Les États-Unis accélèrent la distribution d’un médicament révolutionnaire pour la prévention du VIH, le lénacapavir, mais avec une exclusion notable : l’Afrique du Sud, le pays où le fardeau du VIH est le plus élevé au monde, ne recevra pas de doses financées par les États-Unis. Cette décision, qui s’inscrit dans le cadre de la stratégie de santé mondiale « l’Amérique d’abord » de l’administration Trump, soulève des questions sur l’influence géopolitique sur les priorités de santé publique.

Le médicament révolutionnaire : le lénacapavir

Pendant des décennies, la prévention du VIH s’est largement appuyée sur la PrEP orale quotidienne (prophylaxie pré-exposition). Bien qu’efficace, l’observance reste un défi important, en particulier dans les contextes aux ressources limitées. Le lénacapavir offre un avantage certain : administré sous forme d’injection seulement deux fois par an, il élimine le besoin de pilules quotidiennes, ce qui améliore la commodité et réduit potentiellement la stigmatisation.

Les essais cliniques ont démontré une efficacité remarquable : protection à 100 % chez les femmes et environ 96 % chez les hommes, les personnes transgenres et non binaires. L’Organisation mondiale de la santé (OMS) a approuvé le médicament en juillet, après l’approbation de la FDA en juin et celle de l’UE en août.

Déploiement accéléré, conditionné politiquement

La rapidité du déploiement du lénacapavir est sans précédent. Les expéditions ont déjà atteint Eswatini et la Zambie, contournant les retards bureaucratiques habituels. Cependant, ce déploiement rapide est désormais lié à la politique étrangère américaine.

Il y a quelques jours à peine, le Département d’État a annoncé que le lénacapavir, financé par les États-Unis, ne serait pas fourni à l’Afrique du Sud, malgré ses besoins critiques. Cette décision fait suite à l’escalade des tensions entre l’administration Trump et le président sud-africain Cyril Ramaphosa. Les États-Unis ont accusé l’Afrique du Sud de « génocide blanc » et de saisies illégales de terres, entraînant des affrontements diplomatiques et des réductions de l’aide.

Le rôle du PEPFAR et ses priorités changeantes

Depuis 2003, le Plan d’urgence du Président américain pour la lutte contre le sida (PEPFAR) constitue la pierre angulaire de l’accès mondial au traitement du VIH. Cependant, l’administration Trump a initialement gelé le financement du PEPFAR dès son entrée en fonction avant d’annoncer son intention de le relancer avec le lénacapavir. La nouvelle stratégie donne la priorité aux programmes de santé maternelle, visant à éliminer la transmission mère-enfant du VIH.

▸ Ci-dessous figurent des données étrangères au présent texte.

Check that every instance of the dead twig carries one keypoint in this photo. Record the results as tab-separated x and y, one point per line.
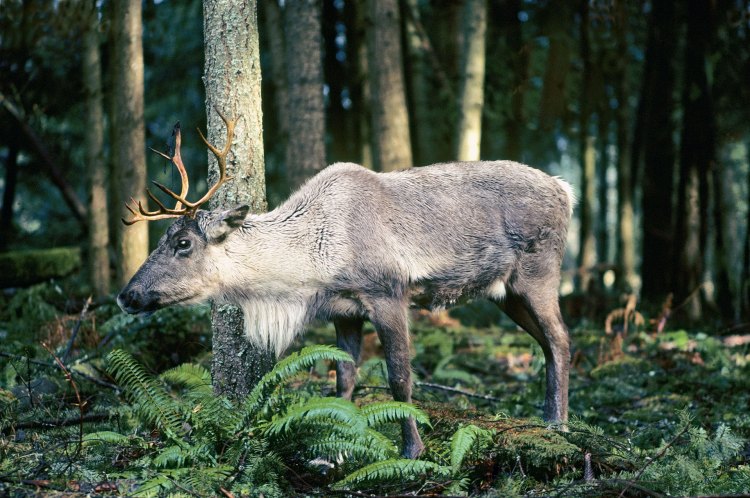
80	402
76	329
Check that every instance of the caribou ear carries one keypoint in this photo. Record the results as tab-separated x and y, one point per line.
225	223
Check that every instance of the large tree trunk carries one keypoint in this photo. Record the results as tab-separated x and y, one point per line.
129	133
390	118
471	96
98	243
655	118
232	79
305	151
697	154
628	280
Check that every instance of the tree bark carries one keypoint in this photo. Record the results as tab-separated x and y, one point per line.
98	242
628	280
390	117
421	92
233	85
9	192
697	153
305	151
587	253
471	96
655	118
129	132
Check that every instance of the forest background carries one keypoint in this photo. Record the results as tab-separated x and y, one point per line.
642	106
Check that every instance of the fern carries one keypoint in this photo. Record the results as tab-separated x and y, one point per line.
333	409
154	403
393	470
463	440
286	368
392	411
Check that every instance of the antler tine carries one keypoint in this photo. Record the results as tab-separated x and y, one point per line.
221	156
183	206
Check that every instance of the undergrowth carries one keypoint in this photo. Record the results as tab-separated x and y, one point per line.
120	405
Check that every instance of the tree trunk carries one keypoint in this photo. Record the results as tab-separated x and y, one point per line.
602	185
627	281
515	122
390	118
655	117
305	150
471	97
129	132
274	31
587	253
232	79
9	192
98	243
697	154
421	91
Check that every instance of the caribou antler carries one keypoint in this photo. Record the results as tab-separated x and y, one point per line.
183	206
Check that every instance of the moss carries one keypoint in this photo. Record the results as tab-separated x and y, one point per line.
24	268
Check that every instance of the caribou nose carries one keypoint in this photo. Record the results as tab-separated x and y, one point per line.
129	301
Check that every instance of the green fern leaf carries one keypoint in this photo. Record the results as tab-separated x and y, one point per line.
108	437
194	377
288	367
393	470
463	440
335	409
392	411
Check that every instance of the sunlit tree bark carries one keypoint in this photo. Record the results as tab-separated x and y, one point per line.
128	131
471	95
305	151
233	83
98	243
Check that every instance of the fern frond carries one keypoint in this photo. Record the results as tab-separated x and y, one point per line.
194	377
108	437
392	411
155	404
336	409
463	440
400	469
289	366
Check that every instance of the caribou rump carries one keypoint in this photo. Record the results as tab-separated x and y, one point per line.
353	245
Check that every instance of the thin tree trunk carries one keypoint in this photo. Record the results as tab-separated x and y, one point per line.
98	244
515	123
305	151
9	194
587	254
471	95
232	78
421	92
625	216
745	280
274	31
129	131
655	116
390	117
602	186
697	154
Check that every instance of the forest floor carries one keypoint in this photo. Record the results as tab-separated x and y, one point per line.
652	413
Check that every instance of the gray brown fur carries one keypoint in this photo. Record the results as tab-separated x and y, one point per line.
353	245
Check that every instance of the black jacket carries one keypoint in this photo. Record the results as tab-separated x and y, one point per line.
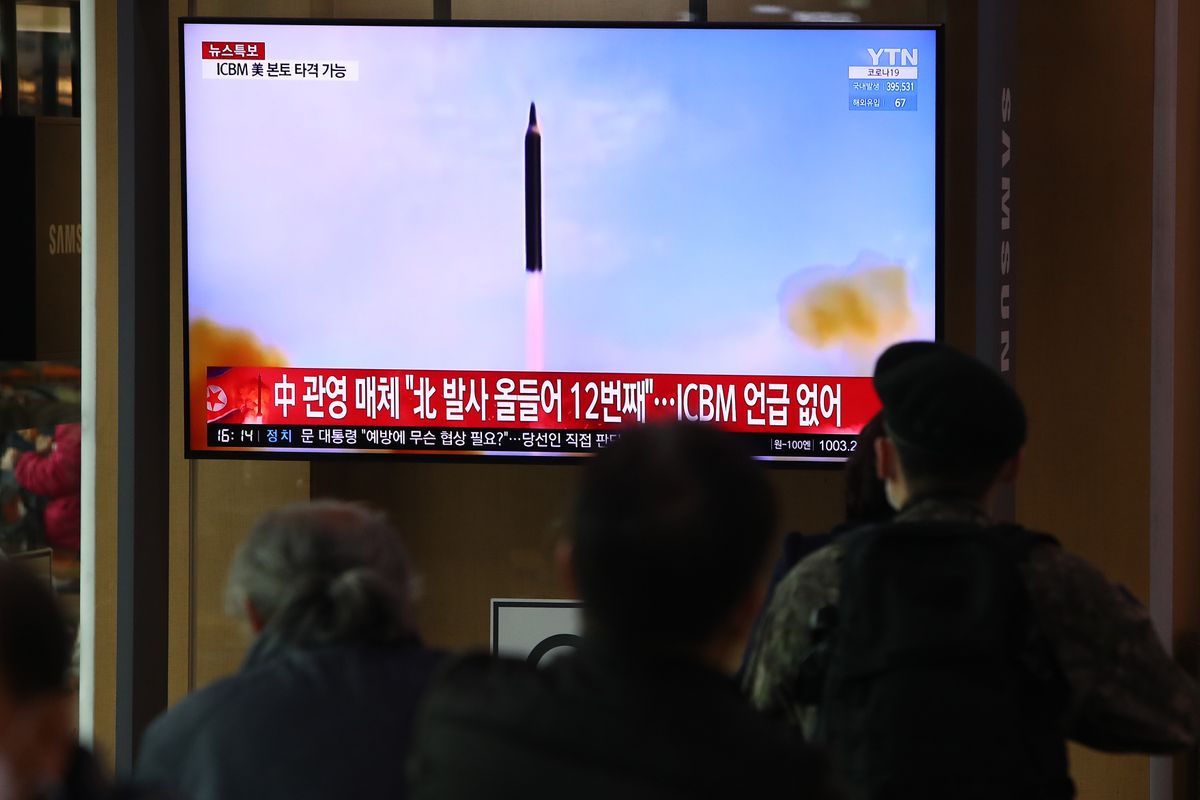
598	725
294	723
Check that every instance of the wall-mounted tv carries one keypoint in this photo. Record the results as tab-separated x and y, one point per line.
475	239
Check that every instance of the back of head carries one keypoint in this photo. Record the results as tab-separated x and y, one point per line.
954	421
672	525
867	501
323	572
35	639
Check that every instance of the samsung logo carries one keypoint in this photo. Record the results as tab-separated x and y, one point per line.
1006	228
66	240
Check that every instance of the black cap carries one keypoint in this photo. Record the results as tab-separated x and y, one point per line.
948	404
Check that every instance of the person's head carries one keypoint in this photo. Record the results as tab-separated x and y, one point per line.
672	530
867	501
36	719
324	572
952	425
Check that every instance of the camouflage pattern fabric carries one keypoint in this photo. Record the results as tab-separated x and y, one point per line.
1126	693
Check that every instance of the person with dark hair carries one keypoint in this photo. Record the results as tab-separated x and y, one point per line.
669	549
942	655
324	704
39	756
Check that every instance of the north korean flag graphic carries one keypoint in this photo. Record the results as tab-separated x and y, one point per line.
234	397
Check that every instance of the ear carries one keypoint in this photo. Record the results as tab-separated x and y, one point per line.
1012	468
564	564
885	458
256	620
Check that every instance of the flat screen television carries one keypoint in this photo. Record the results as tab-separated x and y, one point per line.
515	240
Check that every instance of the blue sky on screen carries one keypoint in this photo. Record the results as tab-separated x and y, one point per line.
687	176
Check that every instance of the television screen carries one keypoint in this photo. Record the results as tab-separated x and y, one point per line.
483	239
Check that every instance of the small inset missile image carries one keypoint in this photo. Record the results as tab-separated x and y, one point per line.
534	319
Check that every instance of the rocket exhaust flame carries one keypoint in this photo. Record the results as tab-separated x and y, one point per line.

Les critiques soutiennent que cette approche est idéologique plutôt que scientifiquement fondée. S’il est crucial de prévenir les infections infantiles, le plus gros fardeau des nouveaux cas de VIH pèse sur les jeunes femmes, les hommes gays et bisexuels, les professionnel(le)s du sexe et les consommateurs de drogues – des groupes potentiellement exclus par la focalisation étroite de l’administration.

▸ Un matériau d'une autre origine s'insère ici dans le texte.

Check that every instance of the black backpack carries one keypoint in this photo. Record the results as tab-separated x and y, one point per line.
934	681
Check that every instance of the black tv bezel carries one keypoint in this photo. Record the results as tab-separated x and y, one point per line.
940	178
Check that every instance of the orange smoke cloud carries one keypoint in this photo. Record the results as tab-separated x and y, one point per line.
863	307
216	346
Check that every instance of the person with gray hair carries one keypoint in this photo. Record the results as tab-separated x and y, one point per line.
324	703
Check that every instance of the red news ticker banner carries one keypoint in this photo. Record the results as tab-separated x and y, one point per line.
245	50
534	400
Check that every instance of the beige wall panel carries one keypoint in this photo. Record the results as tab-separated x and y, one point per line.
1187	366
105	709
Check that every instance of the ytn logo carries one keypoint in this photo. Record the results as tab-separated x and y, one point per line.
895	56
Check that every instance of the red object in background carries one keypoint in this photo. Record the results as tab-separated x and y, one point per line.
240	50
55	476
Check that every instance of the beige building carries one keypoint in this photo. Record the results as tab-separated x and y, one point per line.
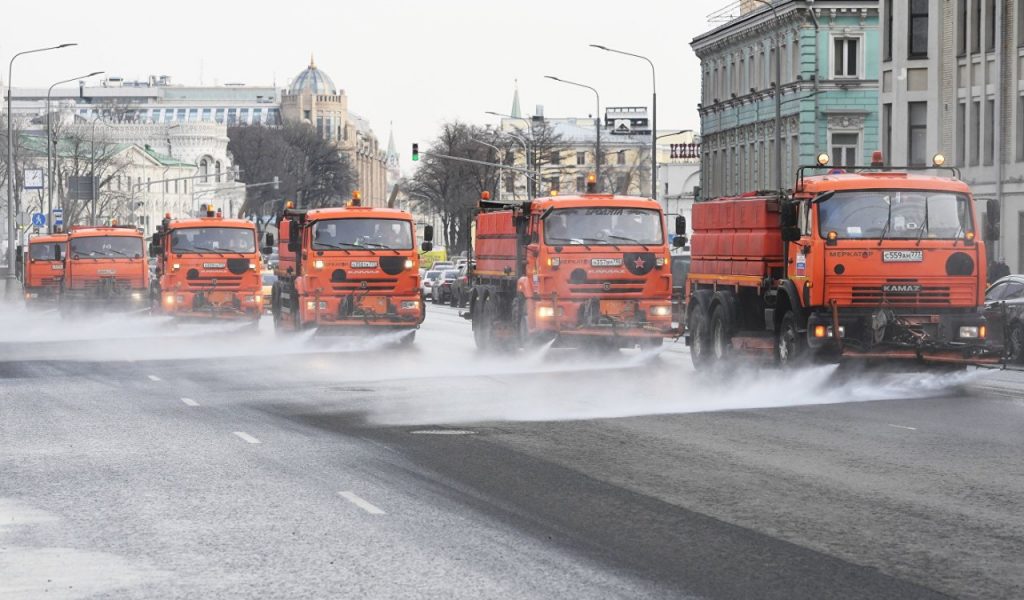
313	98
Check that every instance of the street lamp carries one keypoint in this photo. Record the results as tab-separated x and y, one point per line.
49	174
10	165
778	98
597	125
653	113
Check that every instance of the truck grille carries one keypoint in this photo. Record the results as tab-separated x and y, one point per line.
900	293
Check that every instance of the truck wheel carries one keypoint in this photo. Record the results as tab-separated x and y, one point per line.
721	337
791	347
699	337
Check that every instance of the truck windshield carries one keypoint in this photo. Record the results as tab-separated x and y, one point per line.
603	225
895	214
373	233
107	246
42	251
197	240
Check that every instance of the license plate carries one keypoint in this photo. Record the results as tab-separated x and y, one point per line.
903	256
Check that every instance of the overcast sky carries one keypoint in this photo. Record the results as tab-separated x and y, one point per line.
414	63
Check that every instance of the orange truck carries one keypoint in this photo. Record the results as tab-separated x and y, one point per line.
858	262
208	267
590	269
105	268
348	270
44	264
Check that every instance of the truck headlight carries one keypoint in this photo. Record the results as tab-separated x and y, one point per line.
546	311
660	310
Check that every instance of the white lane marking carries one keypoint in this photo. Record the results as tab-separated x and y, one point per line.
901	427
350	497
246	436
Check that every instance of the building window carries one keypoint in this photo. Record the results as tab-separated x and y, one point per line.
961	139
844	147
887	25
975	132
918	133
919	30
846	57
989	131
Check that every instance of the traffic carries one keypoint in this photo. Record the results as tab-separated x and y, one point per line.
856	263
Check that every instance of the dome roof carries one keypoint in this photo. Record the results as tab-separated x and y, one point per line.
312	80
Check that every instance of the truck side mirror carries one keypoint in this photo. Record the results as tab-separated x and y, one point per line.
992	218
680	225
294	234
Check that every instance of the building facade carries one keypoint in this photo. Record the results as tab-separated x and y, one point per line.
313	98
828	61
952	82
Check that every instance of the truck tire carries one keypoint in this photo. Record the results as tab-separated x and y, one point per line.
721	334
791	346
699	328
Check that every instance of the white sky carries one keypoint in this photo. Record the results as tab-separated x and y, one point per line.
414	63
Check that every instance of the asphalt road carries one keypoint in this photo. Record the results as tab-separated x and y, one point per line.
143	460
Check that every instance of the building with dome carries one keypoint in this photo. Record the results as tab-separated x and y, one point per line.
313	98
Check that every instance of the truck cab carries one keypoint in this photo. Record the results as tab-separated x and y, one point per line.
105	268
44	267
348	269
590	268
208	267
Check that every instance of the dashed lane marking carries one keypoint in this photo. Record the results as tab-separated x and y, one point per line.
352	498
901	427
246	436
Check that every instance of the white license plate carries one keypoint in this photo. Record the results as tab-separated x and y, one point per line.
903	256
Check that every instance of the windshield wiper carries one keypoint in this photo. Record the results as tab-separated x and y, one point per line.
631	241
889	221
924	225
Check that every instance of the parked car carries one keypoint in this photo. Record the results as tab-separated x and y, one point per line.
460	289
1005	311
268	280
428	282
442	288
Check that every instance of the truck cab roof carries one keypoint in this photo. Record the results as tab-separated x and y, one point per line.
880	180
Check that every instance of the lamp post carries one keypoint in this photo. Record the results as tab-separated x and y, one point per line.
778	98
597	125
525	150
11	233
653	115
49	142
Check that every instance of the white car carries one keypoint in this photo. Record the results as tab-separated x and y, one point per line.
430	279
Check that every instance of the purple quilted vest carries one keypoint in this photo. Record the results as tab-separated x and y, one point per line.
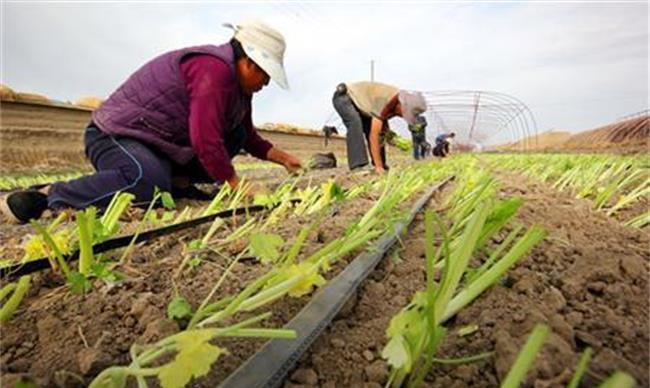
152	105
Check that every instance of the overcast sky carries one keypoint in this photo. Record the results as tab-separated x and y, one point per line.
577	65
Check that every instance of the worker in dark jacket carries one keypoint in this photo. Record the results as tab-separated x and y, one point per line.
419	137
365	108
442	144
178	120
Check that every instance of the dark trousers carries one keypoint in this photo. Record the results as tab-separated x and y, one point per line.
128	165
358	131
441	149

Modèle de licence de Gilead et accès à long terme

Gilead Sciences, le développeur du médicament, a pris une mesure inhabituelle en autorisant les fabricants de génériques à produire du lénacapavir dans 120 pays à revenu faible ou intermédiaire. Cela pourrait accélérer l’accès et réduire les coûts, mais les pays à revenu intermédiaire supérieur connaissant une augmentation des infections seront exclus des versions les moins chères.

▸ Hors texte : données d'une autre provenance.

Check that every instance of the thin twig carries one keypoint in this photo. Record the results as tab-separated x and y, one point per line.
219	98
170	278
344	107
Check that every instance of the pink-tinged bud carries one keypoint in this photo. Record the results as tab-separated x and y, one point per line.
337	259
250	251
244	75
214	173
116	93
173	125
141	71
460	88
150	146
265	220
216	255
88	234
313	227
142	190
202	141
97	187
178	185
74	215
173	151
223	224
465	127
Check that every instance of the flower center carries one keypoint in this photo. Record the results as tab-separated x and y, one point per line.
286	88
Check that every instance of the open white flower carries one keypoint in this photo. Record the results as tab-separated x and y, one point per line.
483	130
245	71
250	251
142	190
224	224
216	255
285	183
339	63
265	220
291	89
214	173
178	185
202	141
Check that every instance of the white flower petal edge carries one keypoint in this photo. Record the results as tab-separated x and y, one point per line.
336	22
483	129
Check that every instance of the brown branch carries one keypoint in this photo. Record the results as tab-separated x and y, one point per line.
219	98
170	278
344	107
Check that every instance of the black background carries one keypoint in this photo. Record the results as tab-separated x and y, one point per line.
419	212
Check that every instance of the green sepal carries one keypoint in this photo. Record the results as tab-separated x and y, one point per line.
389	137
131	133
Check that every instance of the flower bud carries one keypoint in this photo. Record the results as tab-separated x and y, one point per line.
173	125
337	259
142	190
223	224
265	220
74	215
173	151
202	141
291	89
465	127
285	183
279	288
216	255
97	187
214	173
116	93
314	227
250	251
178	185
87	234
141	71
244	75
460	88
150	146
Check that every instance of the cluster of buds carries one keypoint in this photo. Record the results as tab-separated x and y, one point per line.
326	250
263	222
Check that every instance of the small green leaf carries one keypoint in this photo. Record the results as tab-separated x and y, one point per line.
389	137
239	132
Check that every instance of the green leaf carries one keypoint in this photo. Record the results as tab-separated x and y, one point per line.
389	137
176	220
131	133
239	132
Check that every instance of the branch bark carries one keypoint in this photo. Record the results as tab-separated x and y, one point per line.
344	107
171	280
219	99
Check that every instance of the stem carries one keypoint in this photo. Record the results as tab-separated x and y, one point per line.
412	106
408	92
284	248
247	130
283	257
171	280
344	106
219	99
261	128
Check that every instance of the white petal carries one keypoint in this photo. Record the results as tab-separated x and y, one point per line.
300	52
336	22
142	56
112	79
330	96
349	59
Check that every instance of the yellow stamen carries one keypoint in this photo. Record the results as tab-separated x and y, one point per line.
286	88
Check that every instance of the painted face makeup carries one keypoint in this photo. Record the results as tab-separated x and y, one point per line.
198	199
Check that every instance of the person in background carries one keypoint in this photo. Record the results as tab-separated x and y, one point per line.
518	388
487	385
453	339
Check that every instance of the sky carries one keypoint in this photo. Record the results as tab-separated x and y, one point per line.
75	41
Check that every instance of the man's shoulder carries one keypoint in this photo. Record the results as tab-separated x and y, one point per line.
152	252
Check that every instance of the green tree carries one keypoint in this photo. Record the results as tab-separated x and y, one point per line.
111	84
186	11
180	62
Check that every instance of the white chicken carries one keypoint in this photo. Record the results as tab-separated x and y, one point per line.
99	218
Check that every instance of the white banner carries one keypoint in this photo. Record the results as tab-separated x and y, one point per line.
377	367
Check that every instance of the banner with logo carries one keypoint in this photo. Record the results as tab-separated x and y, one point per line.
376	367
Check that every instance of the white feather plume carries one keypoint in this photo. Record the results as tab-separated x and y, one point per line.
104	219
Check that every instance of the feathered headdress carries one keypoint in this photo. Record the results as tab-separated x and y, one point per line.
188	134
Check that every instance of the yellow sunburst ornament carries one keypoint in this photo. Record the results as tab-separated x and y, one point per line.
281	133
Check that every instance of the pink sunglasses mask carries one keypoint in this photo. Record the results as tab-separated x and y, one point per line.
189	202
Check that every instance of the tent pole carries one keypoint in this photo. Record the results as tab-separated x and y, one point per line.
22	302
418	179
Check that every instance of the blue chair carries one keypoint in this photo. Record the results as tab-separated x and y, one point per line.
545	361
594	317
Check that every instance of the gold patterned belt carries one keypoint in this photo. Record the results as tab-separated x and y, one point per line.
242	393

L’impact à long terme de cet accord de licence reste incertain, mais il représente une rupture avec les pratiques pharmaceutiques traditionnelles.

Conclusion

Le lénacapavir est extrêmement prometteur pour la prévention du VIH, mais son déploiement est entaché d’interférences politiques. La décision américaine d’exclure l’Afrique du Sud montre à quel point les considérations géopolitiques peuvent l’emporter sur les besoins de santé publique. Même si le potentiel de ce médicament est indéniable, l’accès équitable dépend de la nécessité de surmonter ces obstacles.